Quoting David Krause (openbsd@davidkrause.com):
...
> Hmm, just realized I'm running named with nodev on /var.  Seems to be
> working fine, but dev/null is supposed to be there, so I'll have to
> investigate what effect this has on it.  You might want to loosen up the
> noexec,nosuid on /var.  This will break some ports when you try to
> install them.  Other than that, and I don't have noatime, my fstab is

I'm a HUGE fan of not executing things from /var.  For a TMP
dir (/usr/ports usage, etc), I define TMP_DIR to be another dir.

For chroot things, I have a small (<50MB) /JAIL partition that
contains the binaries that I need to chroot.  It's readonly.
I mount /JAIL/data/ for things that change (hmmm, like namedb).

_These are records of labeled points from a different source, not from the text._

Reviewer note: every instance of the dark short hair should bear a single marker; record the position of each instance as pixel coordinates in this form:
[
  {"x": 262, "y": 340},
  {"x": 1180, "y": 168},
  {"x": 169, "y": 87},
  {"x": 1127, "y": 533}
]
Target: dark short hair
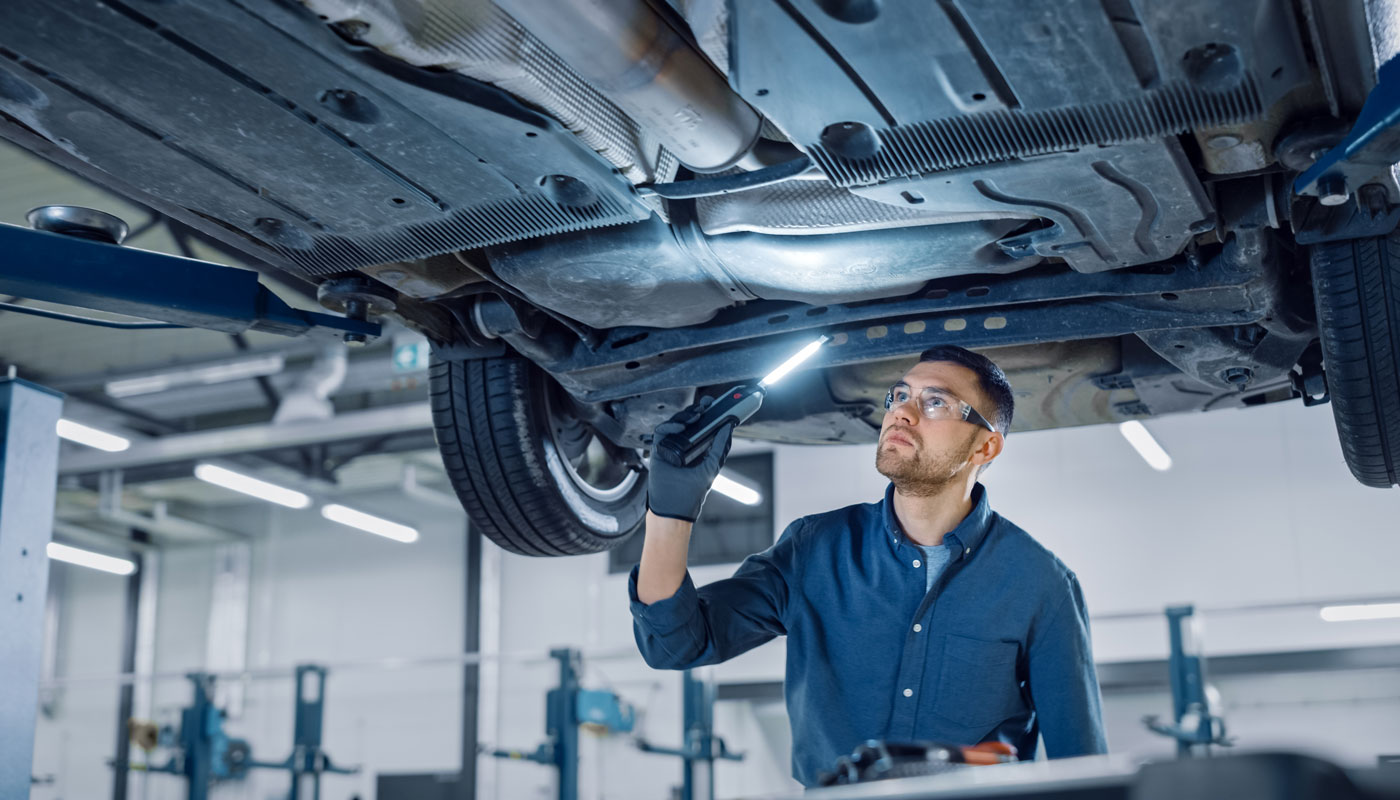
[{"x": 990, "y": 378}]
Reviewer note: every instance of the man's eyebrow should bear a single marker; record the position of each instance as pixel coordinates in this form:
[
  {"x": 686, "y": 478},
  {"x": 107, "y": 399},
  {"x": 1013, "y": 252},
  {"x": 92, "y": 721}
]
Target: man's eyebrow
[{"x": 944, "y": 390}]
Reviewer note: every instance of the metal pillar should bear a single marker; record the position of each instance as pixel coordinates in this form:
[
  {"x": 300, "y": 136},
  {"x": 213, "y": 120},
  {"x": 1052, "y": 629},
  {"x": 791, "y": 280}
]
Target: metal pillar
[
  {"x": 305, "y": 737},
  {"x": 471, "y": 673},
  {"x": 562, "y": 722},
  {"x": 697, "y": 719},
  {"x": 28, "y": 482},
  {"x": 121, "y": 769}
]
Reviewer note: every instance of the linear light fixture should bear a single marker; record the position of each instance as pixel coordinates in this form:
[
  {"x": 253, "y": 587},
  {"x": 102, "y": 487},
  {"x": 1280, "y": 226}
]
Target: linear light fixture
[
  {"x": 732, "y": 489},
  {"x": 1361, "y": 611},
  {"x": 255, "y": 367},
  {"x": 91, "y": 436},
  {"x": 90, "y": 559},
  {"x": 791, "y": 363},
  {"x": 1141, "y": 440},
  {"x": 368, "y": 523},
  {"x": 251, "y": 486}
]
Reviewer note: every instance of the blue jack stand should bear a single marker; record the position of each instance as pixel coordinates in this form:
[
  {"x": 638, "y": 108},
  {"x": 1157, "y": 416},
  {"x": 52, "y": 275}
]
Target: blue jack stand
[
  {"x": 28, "y": 482},
  {"x": 702, "y": 747},
  {"x": 570, "y": 706},
  {"x": 207, "y": 754},
  {"x": 1194, "y": 725}
]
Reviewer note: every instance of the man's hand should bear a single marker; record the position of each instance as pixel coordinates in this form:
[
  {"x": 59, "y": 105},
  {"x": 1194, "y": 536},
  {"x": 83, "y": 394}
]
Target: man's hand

I wouldn't advocate normalizing that into the install, but chroot
is of limited use (see a year of discussions on firewalls and fwtk
lists).  Chrooting into an important partition is more risky than
chrooting into a read only partition.

My rough rule (excepting /, too often) for the "tightest" configs:
If it's writable, its noexec,nodev,nosuid.
If it's readable, it can execute and such.

Scripts that are shoved in /tmp/ (ick) can be run via "sh /tmp/SCRIPT"
if need be.

As always with Unix, you use/need may vary.